MIT Üniversitesi Profesörü Daron Acemoğlu ise bir açıklamasında, gelecekte her 1000 çalışan arasındaki bir robotun 6 insanın işini kaybetmesine neden olacağını söylemişti. Acemoğlu’na göre, ücretlerdeki düşüş de dörtte üç oranında olabilir.
EN FAZLA KAYIP MAVİ YAKALILARDA
Yine, MIT Ekonomi Profesörü Acemoğlu ve Boston Üniversitesi’nden Dr. Pascual Restrepo tarafından kaleme alınan bir çalışma, ABD’de üretimde otomasyonun gelişmesinin belirgin bir istihdam kaybına yol açtığını göstermişti. ABD’de 1990-2007 yıllarındaki istihdam verilerini inceleyen araştırmaya göre, söz konusu dönemde fabrikalara yerleştirilen her bir robota karşılık ortalama 6.2 işgücü kaybı yaşandığını belirlenmişti. Bu dönemde sanayi kuruluşlarının her bin işçi başına bir robot monte ettiklerini kaydeden araştırmacılar, bunun ücretlerde yüzde 0.25 ila yüzde 0.5 arasında düşüşe yol açtığını belirtmişti. Acemoğlu, en fazla istihdam kaybının ise mavi yakalılar, operatörler, montaj hattı işçileri, makinistlerde görüldüğünü ifade etmişti.
‘YENİ MESLEKLER DE YARATIYOR’
BİRÇOK farklı araştırmada ve makalede, makinelerin bazı sektörlerde işsizlik yaratsa da bir yandan da yeni meslekler yarattığına vurgu yapılıyor. Yani aslında iki farklı görüş hakim. Birincisi ciddi işsizlik yaratacağına yönelik endişeler, diğeri ise yeni istihdam sağlayacağına yönelik öngörüler. Robotların, veri yönetimi ve bilgisayar mühendisliği gibi nitelikli işler yaratılmasına neden olacağı belirtiliyor. İstihdama katkı sağlayacakları belirtilen sektörler ise şöyle: Otomotiv, havacılık, tasarım, işletme yönetimi, bilgi ve teknoloji hizmetleri, elektronik, finans, sigorta.
HANGİ İŞLER RİSK ALTINDA?
ULUSLARARASI Para Fonu’nun (IMF) geçen yıl yaptığı bir analize göre, yapay zekâ teknolojisi, dünya çapında tüm işlerin yaklaşık yüzde 40’ını etkileyecek. Analizde, yapay zekâ teknolojisinin düşük gelirli ülkelerdeki işlerin ise sadece yüzde 26’sını etkileyeceği öngörülmüştü.

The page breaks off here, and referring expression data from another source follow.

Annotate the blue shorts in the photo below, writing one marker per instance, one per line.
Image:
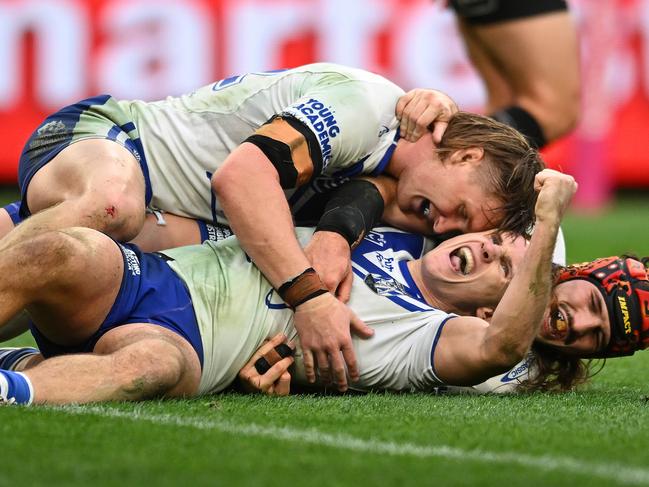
(13, 210)
(100, 117)
(151, 292)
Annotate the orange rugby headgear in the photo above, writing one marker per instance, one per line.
(624, 283)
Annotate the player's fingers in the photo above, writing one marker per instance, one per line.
(344, 290)
(283, 386)
(309, 370)
(323, 366)
(338, 366)
(350, 360)
(438, 131)
(276, 371)
(402, 103)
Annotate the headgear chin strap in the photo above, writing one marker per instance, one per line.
(624, 283)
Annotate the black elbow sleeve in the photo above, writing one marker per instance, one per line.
(353, 210)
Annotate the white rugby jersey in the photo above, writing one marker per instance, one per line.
(186, 139)
(237, 309)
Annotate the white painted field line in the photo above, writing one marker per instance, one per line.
(615, 472)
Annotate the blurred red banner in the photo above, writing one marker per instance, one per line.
(55, 52)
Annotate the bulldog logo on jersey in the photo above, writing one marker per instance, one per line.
(384, 286)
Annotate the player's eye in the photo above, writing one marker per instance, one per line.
(496, 239)
(559, 321)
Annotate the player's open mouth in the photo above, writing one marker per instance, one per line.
(556, 326)
(462, 260)
(425, 208)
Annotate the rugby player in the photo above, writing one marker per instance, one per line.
(527, 54)
(185, 321)
(259, 141)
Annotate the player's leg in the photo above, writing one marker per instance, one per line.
(66, 279)
(537, 57)
(93, 183)
(131, 362)
(19, 358)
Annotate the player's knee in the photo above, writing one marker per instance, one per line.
(150, 369)
(51, 250)
(115, 213)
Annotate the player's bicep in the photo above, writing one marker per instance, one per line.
(291, 148)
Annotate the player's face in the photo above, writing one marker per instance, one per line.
(473, 270)
(577, 321)
(447, 196)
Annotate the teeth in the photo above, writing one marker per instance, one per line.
(467, 262)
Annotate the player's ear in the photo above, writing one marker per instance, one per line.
(485, 313)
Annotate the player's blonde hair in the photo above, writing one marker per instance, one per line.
(511, 166)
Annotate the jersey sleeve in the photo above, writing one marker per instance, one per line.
(507, 383)
(353, 122)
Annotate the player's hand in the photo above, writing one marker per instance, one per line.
(330, 256)
(555, 190)
(323, 324)
(277, 380)
(420, 110)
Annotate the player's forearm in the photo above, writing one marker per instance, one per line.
(517, 318)
(249, 192)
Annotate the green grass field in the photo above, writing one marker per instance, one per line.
(596, 436)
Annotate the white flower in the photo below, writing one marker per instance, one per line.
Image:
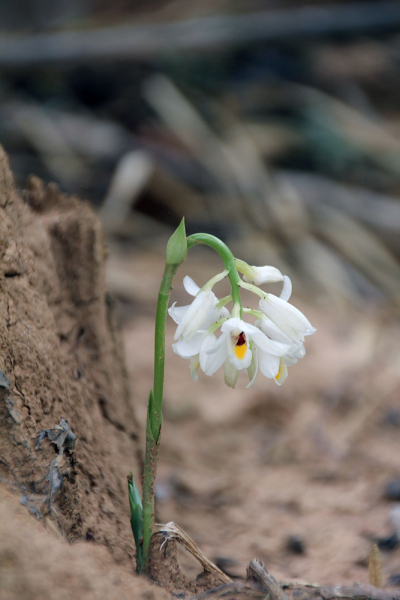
(236, 346)
(193, 329)
(291, 331)
(287, 318)
(258, 275)
(191, 318)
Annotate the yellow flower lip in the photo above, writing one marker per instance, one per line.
(240, 346)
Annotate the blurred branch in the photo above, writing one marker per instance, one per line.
(211, 33)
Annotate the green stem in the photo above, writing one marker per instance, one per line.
(154, 412)
(228, 259)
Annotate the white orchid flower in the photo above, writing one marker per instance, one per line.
(287, 318)
(235, 348)
(258, 275)
(296, 347)
(191, 318)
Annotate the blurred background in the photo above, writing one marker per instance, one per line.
(275, 126)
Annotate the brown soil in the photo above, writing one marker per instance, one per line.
(61, 358)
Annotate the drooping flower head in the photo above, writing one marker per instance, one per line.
(272, 344)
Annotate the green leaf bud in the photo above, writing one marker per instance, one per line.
(177, 246)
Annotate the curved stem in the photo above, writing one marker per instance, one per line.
(228, 260)
(154, 410)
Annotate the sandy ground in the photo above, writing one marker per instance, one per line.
(245, 472)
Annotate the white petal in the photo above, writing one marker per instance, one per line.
(177, 312)
(268, 364)
(282, 373)
(286, 289)
(252, 371)
(286, 317)
(190, 286)
(230, 374)
(211, 361)
(189, 348)
(215, 316)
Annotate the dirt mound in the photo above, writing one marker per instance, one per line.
(68, 435)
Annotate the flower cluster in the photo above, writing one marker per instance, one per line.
(271, 345)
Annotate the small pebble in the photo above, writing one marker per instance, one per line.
(295, 544)
(389, 543)
(227, 565)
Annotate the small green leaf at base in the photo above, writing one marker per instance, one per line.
(135, 503)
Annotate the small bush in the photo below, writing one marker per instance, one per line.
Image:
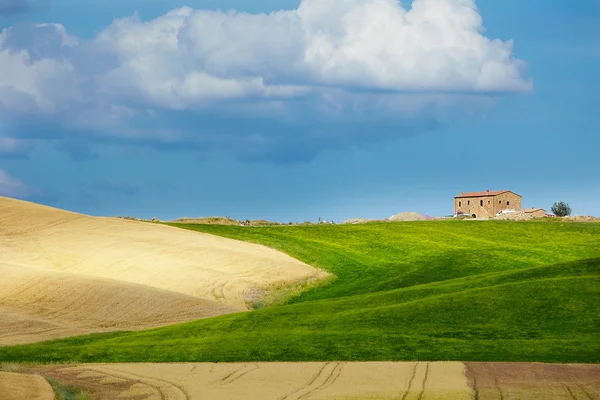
(561, 209)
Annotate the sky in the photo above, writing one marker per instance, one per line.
(292, 110)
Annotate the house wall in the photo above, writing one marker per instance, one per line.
(487, 206)
(538, 214)
(505, 201)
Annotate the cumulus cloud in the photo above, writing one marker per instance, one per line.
(11, 7)
(13, 187)
(121, 188)
(14, 148)
(327, 66)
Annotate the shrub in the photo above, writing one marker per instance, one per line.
(561, 209)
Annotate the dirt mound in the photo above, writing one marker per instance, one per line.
(103, 254)
(408, 216)
(357, 221)
(14, 386)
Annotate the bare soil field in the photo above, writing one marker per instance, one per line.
(332, 380)
(529, 381)
(65, 274)
(289, 381)
(15, 386)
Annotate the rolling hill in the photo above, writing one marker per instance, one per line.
(65, 274)
(435, 290)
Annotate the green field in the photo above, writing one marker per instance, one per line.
(431, 290)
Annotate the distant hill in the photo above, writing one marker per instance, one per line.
(437, 290)
(63, 273)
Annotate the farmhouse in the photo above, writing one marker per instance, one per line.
(486, 204)
(534, 212)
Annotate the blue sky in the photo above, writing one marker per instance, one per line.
(333, 109)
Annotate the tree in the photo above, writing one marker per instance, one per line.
(561, 209)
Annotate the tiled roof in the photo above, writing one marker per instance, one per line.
(481, 194)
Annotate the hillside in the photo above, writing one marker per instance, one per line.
(65, 274)
(435, 290)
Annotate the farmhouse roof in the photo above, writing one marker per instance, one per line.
(482, 194)
(528, 210)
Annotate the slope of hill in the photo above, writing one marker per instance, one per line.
(489, 291)
(65, 273)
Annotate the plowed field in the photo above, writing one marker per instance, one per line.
(333, 380)
(14, 386)
(289, 381)
(65, 274)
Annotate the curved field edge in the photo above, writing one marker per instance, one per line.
(498, 291)
(465, 323)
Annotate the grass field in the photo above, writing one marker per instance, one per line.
(433, 290)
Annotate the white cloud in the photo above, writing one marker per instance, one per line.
(330, 58)
(14, 147)
(13, 187)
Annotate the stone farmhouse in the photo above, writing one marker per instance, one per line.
(486, 204)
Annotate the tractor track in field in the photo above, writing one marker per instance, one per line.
(324, 378)
(424, 382)
(410, 381)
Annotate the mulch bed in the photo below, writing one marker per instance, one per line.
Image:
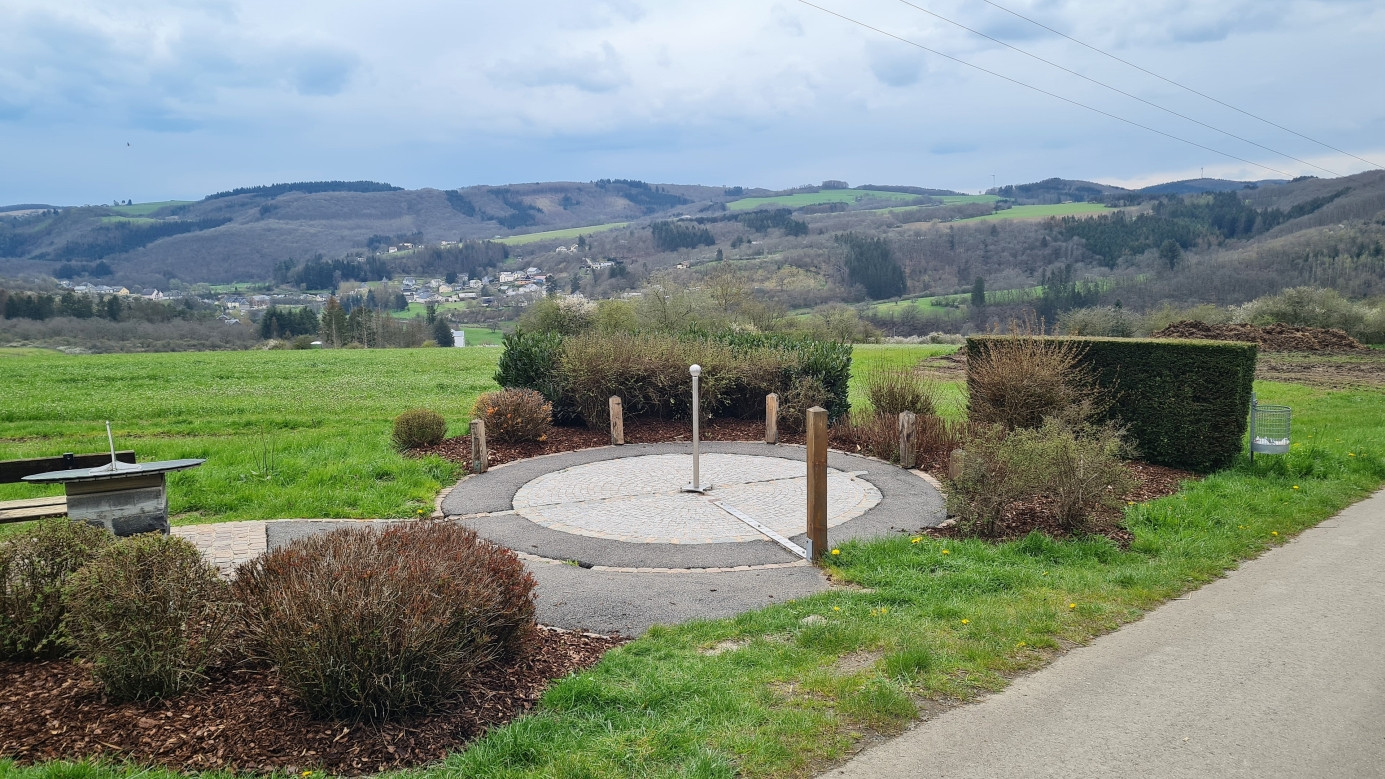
(1024, 517)
(1272, 338)
(243, 720)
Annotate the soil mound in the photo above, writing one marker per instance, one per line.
(1272, 338)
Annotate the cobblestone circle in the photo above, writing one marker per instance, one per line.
(640, 499)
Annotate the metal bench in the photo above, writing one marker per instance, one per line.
(28, 509)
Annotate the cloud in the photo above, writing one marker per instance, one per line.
(593, 71)
(896, 65)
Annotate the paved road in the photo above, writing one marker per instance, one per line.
(1277, 670)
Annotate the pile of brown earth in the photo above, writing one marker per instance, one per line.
(1272, 338)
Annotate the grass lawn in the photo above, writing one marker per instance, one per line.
(816, 198)
(1040, 211)
(560, 234)
(284, 433)
(146, 208)
(928, 620)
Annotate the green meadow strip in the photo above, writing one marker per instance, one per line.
(774, 693)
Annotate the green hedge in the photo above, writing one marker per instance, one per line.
(1184, 402)
(738, 370)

Yatırım bankası Goldman Sachs’ın bir araştırmasına göre, yapay zekâ günümüzün 300 milyon işini otomatikleştirecek. Yapay zekânın etkileyeceği işlerin yüzde 46’sının idari, yüzde 44’ünün yasal, yüzde 6’sının inşaat ve yüzde 4’ünün bakım ve onarım sektöründe olduğu ifade ediliyor. Oxford Üniversitesi’nde mesleklerin geleceği üzerine uzmanlaşan Carl Benedikt Frey ise ChatGPT ile gazetecilerin maaşlarının düşmesi tehlikesi olduğunu aktarmıştı.
Peki hangi meslekler risk altında? Çeşitli raporlardan derlediğimiz göre şöyle: Telefonla pazarlama personelleri, sekreterler, muhasebeciler, perakende satış elemanları, pazar araştırma analistleri, emlak danışmanlığı.